# Build the Ping))) Bracket and Circuit

## The Build

• Build and test your cyber:bot, following all tutorials up to Navigation with the cyber:bot
• Attach the Ping))) sensor and Mounting Bracket Kit to your cyber:bot, following the directions that come with the kit.
• The Ping))) Sensor plugs into servo header pin 16 on the cyber:bot board.
• Mounting bracket standard servo plugs into servo header 17 on the cyber:bot board.
• Center the Ping))) Mounting bracket on the servo horn.
• Attach the Ping))) Mounting Bracket to the servo horn.
• Move it back and forth and verify that the approximately 180 degrees of movement occurs evenly in front of the robot (the servo has mechanical limits)
• Reposition it as necessary before tightening the black screw.
• Next, you’ll need to check the servo wires to make sure they are free of binding.

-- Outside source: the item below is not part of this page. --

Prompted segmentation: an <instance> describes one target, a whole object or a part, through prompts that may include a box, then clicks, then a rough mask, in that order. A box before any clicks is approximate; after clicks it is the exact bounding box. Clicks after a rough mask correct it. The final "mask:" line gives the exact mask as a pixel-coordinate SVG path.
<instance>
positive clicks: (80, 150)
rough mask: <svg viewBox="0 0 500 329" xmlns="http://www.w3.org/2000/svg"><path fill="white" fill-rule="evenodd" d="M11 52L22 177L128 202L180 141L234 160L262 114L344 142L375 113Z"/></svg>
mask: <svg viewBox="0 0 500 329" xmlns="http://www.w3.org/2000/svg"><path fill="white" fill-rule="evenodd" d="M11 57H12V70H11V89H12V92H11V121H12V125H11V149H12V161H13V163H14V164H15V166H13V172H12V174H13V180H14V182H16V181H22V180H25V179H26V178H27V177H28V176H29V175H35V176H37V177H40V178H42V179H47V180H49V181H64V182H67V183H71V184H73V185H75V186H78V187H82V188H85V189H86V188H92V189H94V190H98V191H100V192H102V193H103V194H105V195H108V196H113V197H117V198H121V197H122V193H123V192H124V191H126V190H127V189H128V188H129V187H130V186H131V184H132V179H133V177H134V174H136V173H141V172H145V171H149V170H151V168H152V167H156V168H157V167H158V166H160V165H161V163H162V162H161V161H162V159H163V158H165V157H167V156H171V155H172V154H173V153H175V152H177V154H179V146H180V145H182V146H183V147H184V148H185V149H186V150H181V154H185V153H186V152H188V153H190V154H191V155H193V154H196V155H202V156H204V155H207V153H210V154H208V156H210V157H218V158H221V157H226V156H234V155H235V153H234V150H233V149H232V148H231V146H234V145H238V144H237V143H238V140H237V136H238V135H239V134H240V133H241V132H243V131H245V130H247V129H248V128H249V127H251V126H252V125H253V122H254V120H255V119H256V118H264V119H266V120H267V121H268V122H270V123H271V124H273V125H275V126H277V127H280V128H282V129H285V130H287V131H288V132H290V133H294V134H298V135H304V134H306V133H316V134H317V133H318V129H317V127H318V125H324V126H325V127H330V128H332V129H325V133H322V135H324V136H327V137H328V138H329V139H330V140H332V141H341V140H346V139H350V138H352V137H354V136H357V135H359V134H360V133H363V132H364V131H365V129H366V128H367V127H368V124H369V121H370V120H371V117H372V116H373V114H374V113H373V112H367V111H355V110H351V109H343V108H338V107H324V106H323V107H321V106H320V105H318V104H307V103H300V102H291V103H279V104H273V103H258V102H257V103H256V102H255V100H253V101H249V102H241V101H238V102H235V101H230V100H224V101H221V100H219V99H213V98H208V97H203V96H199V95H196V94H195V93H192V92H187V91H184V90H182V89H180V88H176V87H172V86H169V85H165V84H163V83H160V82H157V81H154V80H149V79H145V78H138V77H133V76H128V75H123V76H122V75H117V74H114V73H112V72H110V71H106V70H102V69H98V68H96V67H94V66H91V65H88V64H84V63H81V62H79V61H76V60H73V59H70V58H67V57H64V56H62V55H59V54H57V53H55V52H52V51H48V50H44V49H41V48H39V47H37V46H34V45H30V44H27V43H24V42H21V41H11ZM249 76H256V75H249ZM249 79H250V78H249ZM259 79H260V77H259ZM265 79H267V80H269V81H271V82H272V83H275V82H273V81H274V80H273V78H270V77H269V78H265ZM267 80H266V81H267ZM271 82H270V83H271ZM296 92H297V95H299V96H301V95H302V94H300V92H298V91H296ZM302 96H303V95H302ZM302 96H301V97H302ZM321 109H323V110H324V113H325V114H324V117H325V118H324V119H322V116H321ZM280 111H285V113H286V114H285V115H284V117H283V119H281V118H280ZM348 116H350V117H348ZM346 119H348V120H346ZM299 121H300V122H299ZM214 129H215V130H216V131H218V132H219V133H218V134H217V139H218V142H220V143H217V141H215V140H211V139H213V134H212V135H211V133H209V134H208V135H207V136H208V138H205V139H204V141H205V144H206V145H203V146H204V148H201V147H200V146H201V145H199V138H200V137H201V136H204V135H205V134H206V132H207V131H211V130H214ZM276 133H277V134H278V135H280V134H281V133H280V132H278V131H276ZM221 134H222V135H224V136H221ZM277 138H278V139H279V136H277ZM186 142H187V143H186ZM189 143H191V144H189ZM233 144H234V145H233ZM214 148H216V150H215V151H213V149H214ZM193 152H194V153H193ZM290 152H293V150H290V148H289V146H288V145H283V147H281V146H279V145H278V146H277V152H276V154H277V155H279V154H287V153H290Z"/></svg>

It’s a good idea to add a “strain relief” with a zip tie or small wire to each end of the cable. One could secure the Ping)))’s cable to the header block and another may be used to keep the cable pointed upward so it doesn’t interfere with components on the breadboard. Make sure the cable doesn’t rub against anything when the servo moves.

## How the Ping))) Ultrasonic Sensor Works

The Ping))) Ultrasonic Distance Sensor lets your cyber:bot detect obstacles by measuring the distance to them.

Much like a bat, the Ping))) sensor emits an ultrasonic chirp, then listens for the chirp's echo. The time between these two events is used to calculate the distance to an object. While most objects will return an echo, be aware that size, material, and angle all make a difference, as shown in the image below.

The Ping))) sensor measures the echo return time in terms of microseconds. Then, it uses the fact that sound travels at 0.03448 cm/µs at room temperature. That’s 3.448 hundredths of a centimeter per millionth of a second at a temperature of (22.2 ºC). Just as a car travels distance = speed x time, so does sound, with an equation of s = ct, where s is the distance, c is the speed of sound and t is the time.

Did you know that the speed of sound in air actually changes with air temperature?  This Learn reference article explains more about why this happens. Temperature extremes can actually make a slight, but notable, difference in Ping))) sensor measurements.